Introducing large-scale multiphysics topology optimization for electric aircraft battery pack design

Abstract

Electric Vertical Take-Off and Landing (eVTOL) vehicles hold great promise for mitigating traffic congestion and the performance of eVTOL battery packs plays a crucial role in advancing this mode of transportation. This paper introduces a methodology for optimizing eVTOL battery packs, employing level-set topology optimization while accounting for multiphysics loads to achieve a lightweight structure that is thermally and structurally efficient. A beam model at the system level simulates the boom hosting the battery pack, determining the mechanical load borne by the battery pack and an electrochemical model predicts the batteries’ maximum heat generation given a mission profile.
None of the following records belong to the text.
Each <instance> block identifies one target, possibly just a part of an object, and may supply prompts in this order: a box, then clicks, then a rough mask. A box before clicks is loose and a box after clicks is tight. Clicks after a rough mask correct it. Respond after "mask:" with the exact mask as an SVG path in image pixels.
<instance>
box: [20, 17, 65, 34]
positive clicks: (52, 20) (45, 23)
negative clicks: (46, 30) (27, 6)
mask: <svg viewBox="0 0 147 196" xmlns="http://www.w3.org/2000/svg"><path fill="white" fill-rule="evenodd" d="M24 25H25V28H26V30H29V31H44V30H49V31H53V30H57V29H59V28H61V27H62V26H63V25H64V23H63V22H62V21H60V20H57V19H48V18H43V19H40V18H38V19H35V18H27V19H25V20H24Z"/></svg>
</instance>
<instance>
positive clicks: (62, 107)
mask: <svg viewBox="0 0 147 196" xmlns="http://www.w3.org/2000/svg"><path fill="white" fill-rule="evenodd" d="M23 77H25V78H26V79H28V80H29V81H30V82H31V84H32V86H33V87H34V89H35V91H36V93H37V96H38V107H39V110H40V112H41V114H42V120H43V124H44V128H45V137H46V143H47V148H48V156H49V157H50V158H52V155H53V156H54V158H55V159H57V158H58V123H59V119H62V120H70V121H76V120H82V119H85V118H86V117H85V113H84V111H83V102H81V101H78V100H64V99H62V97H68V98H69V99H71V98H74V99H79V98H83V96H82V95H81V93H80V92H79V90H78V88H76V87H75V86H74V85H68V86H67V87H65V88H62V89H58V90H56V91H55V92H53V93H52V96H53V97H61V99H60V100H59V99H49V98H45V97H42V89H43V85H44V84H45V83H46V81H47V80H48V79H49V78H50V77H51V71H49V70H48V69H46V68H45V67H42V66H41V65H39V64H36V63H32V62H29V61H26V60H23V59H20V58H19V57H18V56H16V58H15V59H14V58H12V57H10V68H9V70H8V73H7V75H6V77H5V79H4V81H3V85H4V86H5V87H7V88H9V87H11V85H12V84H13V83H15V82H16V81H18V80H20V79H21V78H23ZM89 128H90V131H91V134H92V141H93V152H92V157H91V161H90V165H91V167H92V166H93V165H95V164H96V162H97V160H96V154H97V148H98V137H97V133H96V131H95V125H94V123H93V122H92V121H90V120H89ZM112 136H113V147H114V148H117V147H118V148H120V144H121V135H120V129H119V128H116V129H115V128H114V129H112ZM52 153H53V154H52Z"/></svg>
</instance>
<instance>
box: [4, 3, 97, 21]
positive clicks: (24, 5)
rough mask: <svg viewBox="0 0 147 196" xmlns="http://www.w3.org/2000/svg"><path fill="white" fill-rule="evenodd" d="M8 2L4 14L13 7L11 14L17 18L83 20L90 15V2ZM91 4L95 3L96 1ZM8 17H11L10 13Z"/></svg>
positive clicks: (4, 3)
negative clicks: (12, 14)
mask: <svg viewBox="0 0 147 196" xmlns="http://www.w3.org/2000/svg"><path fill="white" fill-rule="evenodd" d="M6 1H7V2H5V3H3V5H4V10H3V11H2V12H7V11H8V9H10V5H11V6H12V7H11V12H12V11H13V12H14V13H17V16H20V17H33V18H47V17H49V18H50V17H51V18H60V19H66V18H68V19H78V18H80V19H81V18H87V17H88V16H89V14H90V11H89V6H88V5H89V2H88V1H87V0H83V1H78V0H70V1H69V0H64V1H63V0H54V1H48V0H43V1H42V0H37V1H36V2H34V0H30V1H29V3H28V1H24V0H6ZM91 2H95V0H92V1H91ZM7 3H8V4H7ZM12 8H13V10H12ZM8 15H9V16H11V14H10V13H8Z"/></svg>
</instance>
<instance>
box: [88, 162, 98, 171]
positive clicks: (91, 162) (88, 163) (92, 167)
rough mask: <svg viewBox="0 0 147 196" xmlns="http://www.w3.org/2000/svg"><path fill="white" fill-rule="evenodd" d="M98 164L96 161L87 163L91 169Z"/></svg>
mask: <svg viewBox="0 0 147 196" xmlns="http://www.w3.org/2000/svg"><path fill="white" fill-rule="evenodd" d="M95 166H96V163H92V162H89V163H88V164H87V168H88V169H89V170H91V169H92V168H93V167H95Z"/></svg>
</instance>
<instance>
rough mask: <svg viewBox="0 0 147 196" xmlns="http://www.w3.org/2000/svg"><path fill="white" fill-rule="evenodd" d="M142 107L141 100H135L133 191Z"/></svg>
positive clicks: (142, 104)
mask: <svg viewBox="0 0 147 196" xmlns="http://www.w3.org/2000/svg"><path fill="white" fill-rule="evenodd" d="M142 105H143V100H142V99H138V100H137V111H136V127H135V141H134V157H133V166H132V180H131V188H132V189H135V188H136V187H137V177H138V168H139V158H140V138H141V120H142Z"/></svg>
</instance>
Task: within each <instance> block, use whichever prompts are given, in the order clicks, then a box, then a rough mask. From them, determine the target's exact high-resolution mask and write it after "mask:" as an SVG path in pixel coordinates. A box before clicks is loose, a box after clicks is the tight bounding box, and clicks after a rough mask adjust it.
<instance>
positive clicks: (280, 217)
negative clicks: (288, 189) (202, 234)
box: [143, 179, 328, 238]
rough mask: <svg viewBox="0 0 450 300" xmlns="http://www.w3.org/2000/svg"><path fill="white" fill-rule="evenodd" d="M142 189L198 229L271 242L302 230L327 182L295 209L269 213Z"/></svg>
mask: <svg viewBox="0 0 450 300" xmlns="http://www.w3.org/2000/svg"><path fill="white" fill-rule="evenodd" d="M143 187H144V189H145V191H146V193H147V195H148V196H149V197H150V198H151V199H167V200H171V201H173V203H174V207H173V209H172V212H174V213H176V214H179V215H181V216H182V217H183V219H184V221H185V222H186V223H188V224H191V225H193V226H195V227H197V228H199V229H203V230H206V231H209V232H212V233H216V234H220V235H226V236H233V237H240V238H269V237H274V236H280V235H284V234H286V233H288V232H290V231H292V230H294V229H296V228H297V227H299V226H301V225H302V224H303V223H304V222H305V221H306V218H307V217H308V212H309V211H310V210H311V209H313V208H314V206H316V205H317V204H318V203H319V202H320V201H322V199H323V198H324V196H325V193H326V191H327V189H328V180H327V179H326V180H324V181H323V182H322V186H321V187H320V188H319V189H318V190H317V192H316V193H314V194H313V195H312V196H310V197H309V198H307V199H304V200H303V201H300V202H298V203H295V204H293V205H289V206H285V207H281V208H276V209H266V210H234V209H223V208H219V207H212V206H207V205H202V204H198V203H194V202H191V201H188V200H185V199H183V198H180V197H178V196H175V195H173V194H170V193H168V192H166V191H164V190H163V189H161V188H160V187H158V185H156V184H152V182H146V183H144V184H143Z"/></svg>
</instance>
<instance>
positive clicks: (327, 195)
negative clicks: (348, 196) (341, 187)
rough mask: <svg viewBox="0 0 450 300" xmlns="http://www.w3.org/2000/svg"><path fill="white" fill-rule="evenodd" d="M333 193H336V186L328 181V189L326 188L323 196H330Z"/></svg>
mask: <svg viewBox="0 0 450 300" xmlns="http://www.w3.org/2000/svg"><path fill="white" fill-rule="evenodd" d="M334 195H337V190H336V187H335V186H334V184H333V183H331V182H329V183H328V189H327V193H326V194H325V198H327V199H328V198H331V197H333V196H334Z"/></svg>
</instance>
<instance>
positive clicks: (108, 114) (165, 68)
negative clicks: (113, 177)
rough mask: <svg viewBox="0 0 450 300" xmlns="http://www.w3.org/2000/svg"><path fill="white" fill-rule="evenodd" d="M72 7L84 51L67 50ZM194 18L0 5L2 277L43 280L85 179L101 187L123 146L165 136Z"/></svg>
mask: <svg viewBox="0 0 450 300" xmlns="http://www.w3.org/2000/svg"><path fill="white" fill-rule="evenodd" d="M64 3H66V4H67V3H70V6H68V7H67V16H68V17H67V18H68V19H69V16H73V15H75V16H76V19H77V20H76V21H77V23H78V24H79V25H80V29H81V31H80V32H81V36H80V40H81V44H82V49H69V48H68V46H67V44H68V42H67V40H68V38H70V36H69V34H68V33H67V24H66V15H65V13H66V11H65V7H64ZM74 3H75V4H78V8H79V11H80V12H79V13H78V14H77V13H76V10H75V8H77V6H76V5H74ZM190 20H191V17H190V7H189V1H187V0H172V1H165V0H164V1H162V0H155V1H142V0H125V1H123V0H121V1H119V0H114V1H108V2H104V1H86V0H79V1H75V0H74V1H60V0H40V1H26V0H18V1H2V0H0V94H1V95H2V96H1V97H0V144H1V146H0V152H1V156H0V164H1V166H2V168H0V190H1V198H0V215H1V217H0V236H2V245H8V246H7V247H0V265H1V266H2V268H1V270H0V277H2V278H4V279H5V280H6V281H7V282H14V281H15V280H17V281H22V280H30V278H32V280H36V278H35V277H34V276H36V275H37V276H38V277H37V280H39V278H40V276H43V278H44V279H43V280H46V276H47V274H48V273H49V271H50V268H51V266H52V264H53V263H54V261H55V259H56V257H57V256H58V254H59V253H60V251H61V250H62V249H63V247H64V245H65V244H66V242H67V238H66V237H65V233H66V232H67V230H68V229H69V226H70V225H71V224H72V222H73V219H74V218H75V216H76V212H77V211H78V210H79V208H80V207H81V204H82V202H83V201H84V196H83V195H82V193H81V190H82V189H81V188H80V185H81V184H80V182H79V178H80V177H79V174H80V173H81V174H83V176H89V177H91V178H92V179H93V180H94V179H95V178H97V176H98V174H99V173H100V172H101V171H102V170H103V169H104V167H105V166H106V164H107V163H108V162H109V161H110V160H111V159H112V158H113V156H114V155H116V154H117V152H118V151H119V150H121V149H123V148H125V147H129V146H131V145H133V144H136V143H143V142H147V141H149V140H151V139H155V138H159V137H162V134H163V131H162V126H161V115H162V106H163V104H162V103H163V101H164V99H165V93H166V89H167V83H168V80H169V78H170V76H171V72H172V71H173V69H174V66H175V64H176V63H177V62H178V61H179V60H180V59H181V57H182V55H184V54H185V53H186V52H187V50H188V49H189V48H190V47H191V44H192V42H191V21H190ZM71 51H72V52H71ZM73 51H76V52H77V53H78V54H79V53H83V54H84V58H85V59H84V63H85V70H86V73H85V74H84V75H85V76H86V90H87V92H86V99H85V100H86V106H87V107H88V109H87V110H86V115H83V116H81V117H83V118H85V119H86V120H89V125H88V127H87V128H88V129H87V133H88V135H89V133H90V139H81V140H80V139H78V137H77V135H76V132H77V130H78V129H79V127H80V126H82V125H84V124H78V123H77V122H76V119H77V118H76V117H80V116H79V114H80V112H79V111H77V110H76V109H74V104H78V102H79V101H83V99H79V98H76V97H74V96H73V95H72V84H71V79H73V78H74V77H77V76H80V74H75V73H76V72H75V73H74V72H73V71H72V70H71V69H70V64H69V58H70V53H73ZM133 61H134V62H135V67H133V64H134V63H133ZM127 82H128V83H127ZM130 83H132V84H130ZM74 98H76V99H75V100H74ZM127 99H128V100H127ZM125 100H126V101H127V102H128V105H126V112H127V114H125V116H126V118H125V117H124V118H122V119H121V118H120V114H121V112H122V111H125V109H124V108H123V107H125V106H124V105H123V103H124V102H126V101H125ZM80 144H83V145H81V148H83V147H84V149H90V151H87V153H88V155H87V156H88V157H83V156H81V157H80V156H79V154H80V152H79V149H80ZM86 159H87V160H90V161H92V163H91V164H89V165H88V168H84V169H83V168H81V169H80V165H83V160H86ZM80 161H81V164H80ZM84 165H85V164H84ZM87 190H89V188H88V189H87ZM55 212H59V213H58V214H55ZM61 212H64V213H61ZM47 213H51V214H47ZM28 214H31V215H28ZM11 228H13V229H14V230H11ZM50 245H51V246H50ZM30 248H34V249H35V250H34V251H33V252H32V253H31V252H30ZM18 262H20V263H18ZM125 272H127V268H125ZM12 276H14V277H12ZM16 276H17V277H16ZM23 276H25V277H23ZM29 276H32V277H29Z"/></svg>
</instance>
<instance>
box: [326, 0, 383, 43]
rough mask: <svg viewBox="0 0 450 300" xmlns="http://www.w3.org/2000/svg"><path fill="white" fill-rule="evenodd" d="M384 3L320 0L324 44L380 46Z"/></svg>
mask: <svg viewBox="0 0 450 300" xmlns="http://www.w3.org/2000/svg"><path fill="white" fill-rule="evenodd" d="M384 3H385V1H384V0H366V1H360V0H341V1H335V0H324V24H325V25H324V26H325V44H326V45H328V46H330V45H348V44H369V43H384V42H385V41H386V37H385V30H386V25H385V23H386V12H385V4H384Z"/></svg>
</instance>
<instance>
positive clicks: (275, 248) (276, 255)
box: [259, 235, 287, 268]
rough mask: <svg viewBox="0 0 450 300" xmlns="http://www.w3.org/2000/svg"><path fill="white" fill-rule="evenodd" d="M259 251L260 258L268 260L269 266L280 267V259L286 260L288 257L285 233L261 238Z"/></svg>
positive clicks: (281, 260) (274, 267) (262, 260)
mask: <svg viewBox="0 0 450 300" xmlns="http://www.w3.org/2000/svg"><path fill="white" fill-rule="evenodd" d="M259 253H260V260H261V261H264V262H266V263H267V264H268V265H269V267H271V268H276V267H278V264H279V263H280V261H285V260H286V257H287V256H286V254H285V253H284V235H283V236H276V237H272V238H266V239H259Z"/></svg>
These contributions serve as inputs for the thermo-mechanical battery pack model. The workflow is exemplified with a battery module comprising seven battery cells with the objective of minimizing thermal and structural compliances while exploring the trade-off between these two factors. Subsequently, the model is expanded to optimize the entire boom structure. The model, with over 50 million degrees of freedom, is solved using distributed memory parallelism to minimize structural compliance while adhering to volume, stress, and temperature constraints. This study demonstrates the application of large-scale multiphysics optimization in designing battery packs, facilitating the development of lightweight electric aircraft.